Any access will fall into either of the following categories:
- client with JS and cookies. In this case the server now has an identity to apply rate limiting to, from the cookie. Humans should never hit it, but crawlers will be slowed down immensely or ejected. Of course the identity can be rotated — at the cost of solving the puzzle again.
- amnesiac (no cookies) clients with JS. Each access is now expensive.
(- no JS - no access.)
The point is to prevent parallel crawling and overloading the server. Crawlers can still start an arbitrary number of parallel crawls, but each one costs to start and needs to stay below some rate limit. Previously, the server would collapse under thousands of crawler requests per second. That is what Anubis is making prohibitively expensive.
Yes, I think you're right. The commentary about its (presumed, imagined) effectiveness is very much making the assumption that it's designed to be an impenetrable wall[0] -- i.e. prevent bots from accessing the content entirely.
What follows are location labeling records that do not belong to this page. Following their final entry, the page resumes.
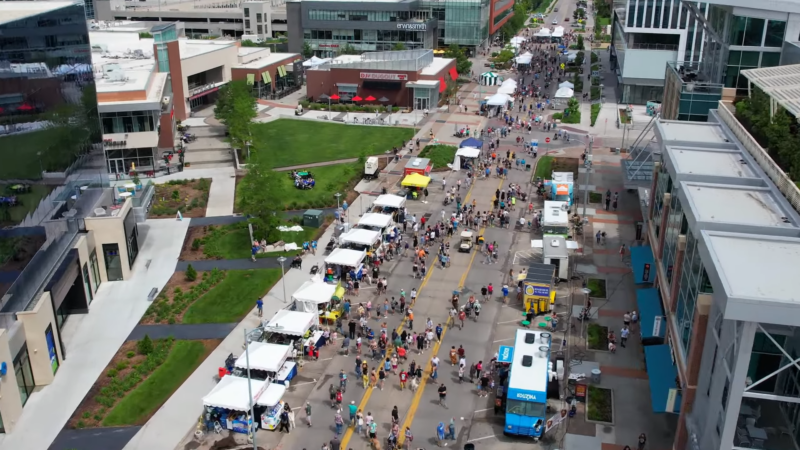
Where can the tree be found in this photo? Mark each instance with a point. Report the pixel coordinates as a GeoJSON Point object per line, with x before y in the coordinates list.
{"type": "Point", "coordinates": [260, 195]}
{"type": "Point", "coordinates": [191, 273]}
{"type": "Point", "coordinates": [236, 108]}
{"type": "Point", "coordinates": [463, 64]}
{"type": "Point", "coordinates": [307, 51]}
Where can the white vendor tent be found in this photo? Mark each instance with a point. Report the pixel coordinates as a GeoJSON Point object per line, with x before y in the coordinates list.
{"type": "Point", "coordinates": [312, 294]}
{"type": "Point", "coordinates": [498, 100]}
{"type": "Point", "coordinates": [465, 152]}
{"type": "Point", "coordinates": [508, 89]}
{"type": "Point", "coordinates": [291, 323]}
{"type": "Point", "coordinates": [346, 257]}
{"type": "Point", "coordinates": [390, 201]}
{"type": "Point", "coordinates": [232, 393]}
{"type": "Point", "coordinates": [524, 58]}
{"type": "Point", "coordinates": [272, 395]}
{"type": "Point", "coordinates": [374, 220]}
{"type": "Point", "coordinates": [264, 356]}
{"type": "Point", "coordinates": [564, 93]}
{"type": "Point", "coordinates": [360, 236]}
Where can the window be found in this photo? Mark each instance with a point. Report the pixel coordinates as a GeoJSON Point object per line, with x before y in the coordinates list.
{"type": "Point", "coordinates": [113, 262]}
{"type": "Point", "coordinates": [776, 30]}
{"type": "Point", "coordinates": [24, 373]}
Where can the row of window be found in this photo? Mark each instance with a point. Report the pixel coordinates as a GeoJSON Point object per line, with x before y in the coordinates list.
{"type": "Point", "coordinates": [366, 35]}
{"type": "Point", "coordinates": [371, 16]}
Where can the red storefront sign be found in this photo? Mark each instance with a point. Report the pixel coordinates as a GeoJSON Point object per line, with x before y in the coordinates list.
{"type": "Point", "coordinates": [384, 76]}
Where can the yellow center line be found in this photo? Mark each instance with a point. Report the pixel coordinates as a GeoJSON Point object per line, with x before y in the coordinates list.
{"type": "Point", "coordinates": [418, 395]}
{"type": "Point", "coordinates": [365, 399]}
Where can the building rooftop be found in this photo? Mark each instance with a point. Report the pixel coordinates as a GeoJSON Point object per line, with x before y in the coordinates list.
{"type": "Point", "coordinates": [13, 11]}
{"type": "Point", "coordinates": [710, 162]}
{"type": "Point", "coordinates": [755, 269]}
{"type": "Point", "coordinates": [782, 83]}
{"type": "Point", "coordinates": [745, 205]}
{"type": "Point", "coordinates": [437, 66]}
{"type": "Point", "coordinates": [707, 133]}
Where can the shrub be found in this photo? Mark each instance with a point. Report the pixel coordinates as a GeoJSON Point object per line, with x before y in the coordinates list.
{"type": "Point", "coordinates": [191, 273]}
{"type": "Point", "coordinates": [145, 346]}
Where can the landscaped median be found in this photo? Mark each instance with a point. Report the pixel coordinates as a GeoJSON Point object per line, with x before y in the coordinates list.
{"type": "Point", "coordinates": [141, 376]}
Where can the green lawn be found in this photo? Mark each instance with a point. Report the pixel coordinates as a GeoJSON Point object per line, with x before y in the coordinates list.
{"type": "Point", "coordinates": [144, 400]}
{"type": "Point", "coordinates": [544, 168]}
{"type": "Point", "coordinates": [233, 241]}
{"type": "Point", "coordinates": [440, 155]}
{"type": "Point", "coordinates": [29, 200]}
{"type": "Point", "coordinates": [329, 179]}
{"type": "Point", "coordinates": [297, 142]}
{"type": "Point", "coordinates": [231, 299]}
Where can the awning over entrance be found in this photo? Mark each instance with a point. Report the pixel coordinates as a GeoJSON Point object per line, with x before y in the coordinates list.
{"type": "Point", "coordinates": [661, 372]}
{"type": "Point", "coordinates": [651, 315]}
{"type": "Point", "coordinates": [644, 271]}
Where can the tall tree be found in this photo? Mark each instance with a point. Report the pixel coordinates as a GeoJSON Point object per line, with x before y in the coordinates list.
{"type": "Point", "coordinates": [259, 195]}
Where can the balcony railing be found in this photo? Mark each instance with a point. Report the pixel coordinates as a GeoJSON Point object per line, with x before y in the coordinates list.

I think TFA is generally quite good and has something of a good point about the economics of the situation, but finding the math shake out that way should, perhaps, lead one to question their starting point / assumptions[1].
In other words, who said the websites in question wanted to entirely prevent crawlers from accessing them? The answer is: no one. Web crawlers are and have been fundamental to accessing the web for decades. So why are we talking about trying to do that?
[0] Mentioning 'impenetrable wall' is probably setting off alarm bells, because of course that would be a bad design.
[1] (Edited to add:) I should say 'to question their assumptions more' -- like I said, the article is quite good and it does present this as confusing, at least.